Applicationmaster--mapreduce NextGen supports specific checks for applicationmaster applications. MapReduce Applicationmaster can recover from failure and recover to HDFs saved state by itself.
Compatibility implementation
The MapReduce NextGen uses the wire-Compatibility Protocol (wire-compatible protocols) to allow different versions of servers and clients to exchange information. In future releases, this feature will remain in place to ensure that the cluster is still compatible after the upgrade.
Cluster implementation
MapReduce NextGen resource uses regular concept scheduling and assigns resources to individual applications. Each machine in a cluster is conceptually composed of resources, such as memory, I/O bandwidth, and so on.
Support for other programming models
MapReduce's NextGen provides a fully generic computing framework to support MapReduce and other paradigms.

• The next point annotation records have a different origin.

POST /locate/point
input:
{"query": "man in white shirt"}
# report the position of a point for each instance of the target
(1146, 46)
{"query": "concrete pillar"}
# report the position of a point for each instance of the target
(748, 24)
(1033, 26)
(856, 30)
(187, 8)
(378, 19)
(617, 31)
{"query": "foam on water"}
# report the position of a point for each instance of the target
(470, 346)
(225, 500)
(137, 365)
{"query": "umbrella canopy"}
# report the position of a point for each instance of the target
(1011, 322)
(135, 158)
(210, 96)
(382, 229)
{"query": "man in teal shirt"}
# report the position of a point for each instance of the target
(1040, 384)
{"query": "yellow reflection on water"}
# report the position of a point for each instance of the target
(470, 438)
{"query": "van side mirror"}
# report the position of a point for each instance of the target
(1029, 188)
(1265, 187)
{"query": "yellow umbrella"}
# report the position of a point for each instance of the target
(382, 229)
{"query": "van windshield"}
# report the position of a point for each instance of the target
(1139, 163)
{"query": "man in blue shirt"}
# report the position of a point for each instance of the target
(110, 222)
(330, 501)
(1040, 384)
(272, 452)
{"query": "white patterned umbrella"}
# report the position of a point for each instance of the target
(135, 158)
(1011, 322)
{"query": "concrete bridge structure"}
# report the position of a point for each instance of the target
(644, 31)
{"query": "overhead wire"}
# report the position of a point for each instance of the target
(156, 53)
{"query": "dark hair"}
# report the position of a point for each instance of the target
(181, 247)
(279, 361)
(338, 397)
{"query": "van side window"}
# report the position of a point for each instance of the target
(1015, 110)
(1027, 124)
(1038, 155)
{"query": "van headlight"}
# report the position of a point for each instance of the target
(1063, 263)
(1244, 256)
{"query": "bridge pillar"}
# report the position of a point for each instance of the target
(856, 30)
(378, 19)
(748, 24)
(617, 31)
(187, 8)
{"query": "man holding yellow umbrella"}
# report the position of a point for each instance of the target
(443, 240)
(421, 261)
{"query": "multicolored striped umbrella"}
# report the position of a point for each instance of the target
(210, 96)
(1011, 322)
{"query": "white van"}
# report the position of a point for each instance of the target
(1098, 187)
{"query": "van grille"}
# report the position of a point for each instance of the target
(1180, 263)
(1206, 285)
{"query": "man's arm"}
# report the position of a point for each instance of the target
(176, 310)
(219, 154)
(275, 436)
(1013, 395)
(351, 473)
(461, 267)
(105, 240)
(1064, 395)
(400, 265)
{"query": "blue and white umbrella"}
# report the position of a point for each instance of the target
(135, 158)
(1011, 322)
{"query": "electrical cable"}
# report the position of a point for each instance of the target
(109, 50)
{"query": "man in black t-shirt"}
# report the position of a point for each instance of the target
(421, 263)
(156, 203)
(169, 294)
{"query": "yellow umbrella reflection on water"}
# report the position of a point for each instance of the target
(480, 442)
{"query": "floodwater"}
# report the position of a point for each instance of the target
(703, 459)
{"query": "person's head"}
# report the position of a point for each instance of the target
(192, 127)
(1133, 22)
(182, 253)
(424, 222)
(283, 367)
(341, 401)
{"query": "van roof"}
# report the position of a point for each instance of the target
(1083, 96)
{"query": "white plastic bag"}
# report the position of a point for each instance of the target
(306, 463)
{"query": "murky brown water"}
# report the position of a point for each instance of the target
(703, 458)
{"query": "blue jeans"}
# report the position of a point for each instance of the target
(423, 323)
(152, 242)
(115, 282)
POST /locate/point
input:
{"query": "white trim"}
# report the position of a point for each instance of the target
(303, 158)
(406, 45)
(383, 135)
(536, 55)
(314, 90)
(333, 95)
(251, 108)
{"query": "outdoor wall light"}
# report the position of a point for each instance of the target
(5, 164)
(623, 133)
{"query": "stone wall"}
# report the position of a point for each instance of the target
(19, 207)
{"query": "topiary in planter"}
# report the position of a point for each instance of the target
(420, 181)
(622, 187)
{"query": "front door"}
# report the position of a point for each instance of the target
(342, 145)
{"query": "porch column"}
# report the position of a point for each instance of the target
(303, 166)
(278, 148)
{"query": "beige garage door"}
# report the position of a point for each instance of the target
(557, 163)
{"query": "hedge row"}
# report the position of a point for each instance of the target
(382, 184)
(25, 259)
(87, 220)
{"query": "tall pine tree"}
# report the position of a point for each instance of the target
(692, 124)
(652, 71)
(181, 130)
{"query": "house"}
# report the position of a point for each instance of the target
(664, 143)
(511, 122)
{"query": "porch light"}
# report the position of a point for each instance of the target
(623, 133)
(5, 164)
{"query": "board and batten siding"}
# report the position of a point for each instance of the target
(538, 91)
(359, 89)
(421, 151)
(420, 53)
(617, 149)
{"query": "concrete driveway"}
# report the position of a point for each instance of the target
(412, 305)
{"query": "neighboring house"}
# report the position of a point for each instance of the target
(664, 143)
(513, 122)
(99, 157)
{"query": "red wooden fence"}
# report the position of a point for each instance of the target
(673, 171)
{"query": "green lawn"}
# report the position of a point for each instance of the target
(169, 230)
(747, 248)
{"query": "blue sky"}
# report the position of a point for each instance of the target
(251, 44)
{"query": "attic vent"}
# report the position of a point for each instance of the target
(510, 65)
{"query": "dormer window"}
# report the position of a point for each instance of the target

The architecture ultimately allows users to implement custom Applicationmaster, which can require ResourceManager resources to exploit them. Therefore, it supports multiple programming, such as Mapreduce,mpi,master-worker and iterative models on Hadoop. and allows the appropriate framework to be used for each application. This runs MapReduce outside the custom framework for applications such as K, Page-rank.
Conclusion
Apache Hadoop, especially the mapreduce of Hadoop, is a very successful Open-source project that handles large datasets. We recommend that Hadoop MapReduce improve usability, improve cluster usage, and provide a paradigm of programming architecture as well as
To achieve rapid development. Yahoo will work with the Apache Foundation to raise the ability of Hadoop to handle large data to a new level.